While walking the halls today and visiting with student after student, I asked many to give me their thoughts of Roosevelt High, good or bad. How has their experience been attending school here? Do they feel supported, loved, and accepted? What can we do better to support and make them feel special? A number of questions were asked and answered, but I would like to share a few with our parents and guardians.
One young lady said, “Roosevelt is my home away from home. It’s another support system that helps me stay focused. My friends have become a second set of siblings for me.”
A few other young ladies in the hallway told me that their teachers were amazing. They care about them and their successes. The counselors are pretty cool too, they said. “My friends from other suburb schools want to come to Roosevelt.”
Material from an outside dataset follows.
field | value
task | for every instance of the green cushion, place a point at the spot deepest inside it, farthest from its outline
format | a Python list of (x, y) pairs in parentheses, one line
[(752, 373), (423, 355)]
And lastly, in the library I ran into a few students who said the diversity here is “so great.” They moved here three years ago from a surrounding town, and the students made fun of each other there all the time. There was lots of bullying. But here, they said, there’s something special where everyone gets along, and the diversity is something that students value.
I share this with you tonight not to boast or to brag, but to share a vision that we have for our building and our district, with our students and staff. Every decision that we make, every lesson that we design, every opportunity that we have to change a life must be made with the students’ well-being in mind. One of Roosevelt’s developing mantras is: identify what is best for the student, and the answer will be the correct one.
Every student is different, from various backgrounds, life experiences, and passions. But at Roosevelt we are making it our mission to build those relationships that will allow us to find those passions and amazing skills that each of our students possess. Please don’t get me wrong: we have a great deal of learning and growing to do ourselves. Please don’t hear me saying that we are perfect. We’re not. But we’re working to get there.
Your experience at Roosevelt is greatly important to me and the entire staff here. We’re not going to allow the lack of government funding to affect our students’ progress, or the vigor and passion that we will bring to Roosevelt every day. We feel this way because of you and your children. You are the reason we’re here. And for those of you who have traveled across oceans to experience the American dream, we’re here for you, too. You’re going to make it, and we cannot wait to see you get there.
Have a great weekend, Riders, and make Dr. Martin Luther King, Jr. Day a special one. We’ll see you bright and early on Tuesday for the final day of the first semester. Go Riders.
“Riders” is short for Roughriders, the Roosevelt high school mascot.
Top image: Des Moines Roosevelt High School principal Kevin Biggs.